Minister for Education, Youth and Sport
- In office 24 December 2010 – 2 August 2013
- Prime Minister: Willy Telavi
- Preceded by: Namoliki Sualiki
- Succeeded by: Fauoa Maani

Member of the Tuvaluan Parliament for Nanumaga
- In office 3 August 2006 – 11 December 2013
- Succeeded by: Otinielu Tausi

Personal details
- Party: Independent

= Falesa Pitoi =

Tuvaluan politician

Falesa Pitoi is a Tuvaluan politician and dentist.

A dentist by profession, he began his career in national politics when he was elected to Parliament in the August 2006 general election as MP for Nanumaga. He then served for a time as Minister for Education under Prime Minister Apisai Ielemia.

He was re-elected in the September 2010 general election. In December of that year, Prime Minister Maatia Toafa was ousted in a motion of no confidence. Dr. Pitoi supported Toafa's opponent, Willy Telavi, who became Prime Minister and appointed Pitoi as Minister for Education, Youth and Sport.

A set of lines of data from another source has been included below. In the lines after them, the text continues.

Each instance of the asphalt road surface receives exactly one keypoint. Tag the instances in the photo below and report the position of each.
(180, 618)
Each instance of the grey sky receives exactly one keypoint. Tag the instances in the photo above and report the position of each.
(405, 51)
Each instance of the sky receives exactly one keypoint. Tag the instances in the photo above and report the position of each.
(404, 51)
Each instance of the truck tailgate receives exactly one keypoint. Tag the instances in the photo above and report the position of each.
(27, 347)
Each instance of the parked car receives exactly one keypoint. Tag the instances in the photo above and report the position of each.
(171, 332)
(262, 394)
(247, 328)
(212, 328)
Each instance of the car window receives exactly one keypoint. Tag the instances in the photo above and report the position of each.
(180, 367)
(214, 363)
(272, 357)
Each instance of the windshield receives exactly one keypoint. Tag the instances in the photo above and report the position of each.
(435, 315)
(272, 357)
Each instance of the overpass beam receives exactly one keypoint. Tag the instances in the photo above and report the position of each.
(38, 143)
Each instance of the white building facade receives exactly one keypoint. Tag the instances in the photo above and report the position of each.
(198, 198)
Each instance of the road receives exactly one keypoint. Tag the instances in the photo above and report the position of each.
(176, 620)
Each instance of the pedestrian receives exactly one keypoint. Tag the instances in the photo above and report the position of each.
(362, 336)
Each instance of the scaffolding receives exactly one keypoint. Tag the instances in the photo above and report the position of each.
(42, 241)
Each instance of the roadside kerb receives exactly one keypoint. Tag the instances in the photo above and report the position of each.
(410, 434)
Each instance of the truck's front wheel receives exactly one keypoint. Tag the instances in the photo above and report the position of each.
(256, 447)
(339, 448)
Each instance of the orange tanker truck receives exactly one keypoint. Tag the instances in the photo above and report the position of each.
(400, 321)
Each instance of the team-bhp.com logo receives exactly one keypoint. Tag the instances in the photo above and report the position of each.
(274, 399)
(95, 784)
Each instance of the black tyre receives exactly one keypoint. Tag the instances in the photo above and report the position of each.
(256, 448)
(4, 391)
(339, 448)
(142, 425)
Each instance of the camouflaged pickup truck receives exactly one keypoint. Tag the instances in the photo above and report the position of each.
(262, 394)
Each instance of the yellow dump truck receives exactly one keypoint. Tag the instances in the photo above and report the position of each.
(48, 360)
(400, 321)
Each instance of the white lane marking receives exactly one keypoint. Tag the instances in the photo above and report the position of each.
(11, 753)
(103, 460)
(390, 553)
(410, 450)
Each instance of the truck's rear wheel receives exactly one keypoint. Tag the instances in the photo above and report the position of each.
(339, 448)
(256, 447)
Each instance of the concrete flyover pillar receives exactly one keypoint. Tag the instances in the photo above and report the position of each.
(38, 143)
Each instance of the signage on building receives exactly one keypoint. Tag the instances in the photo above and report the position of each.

In January 2013, he was taken ill while on a visit to Cuba, and was hospitalised. Although he subsequently travelled to New Zealand, by April he had not returned to Tuvalu, and was reportedly still too ill to resume his duties. His absence potentially left the government short of a workable parliamentary majority. The government had not convened Parliament since the death of Finance Minister Lotoala Metia in December 2012; with Pitoi absent, it had only six active MPs to the Opposition's seven. He remained out of the country, reportedly recovering, in July 2013, when the government was ordered by Governor-General Sir Iakoba Italeli to reconvene Parliament and allow a motion of no confidence to be tabled. Following Prime Minister Telavi's removal by the Governor General on 1 August in the context of a political crisis (Telavi had sought to govern without the support of Parliament), Pitoi (still outside the country) and the rest of Cabinet were voted out of office a day later by Parliament, where the opposition now had a clear majority.

Foreign Affairs Minister Taukelina Finikaso said in September 2013 that the Tuvaluan Parliament was looking at a possible by-election for Pitoi's seat following his long absence. In December 2013, Governor-General Iakoba Italeli declared a by-election for the Nanumaga constituency seat following a medical report on Dr Pitoi's health.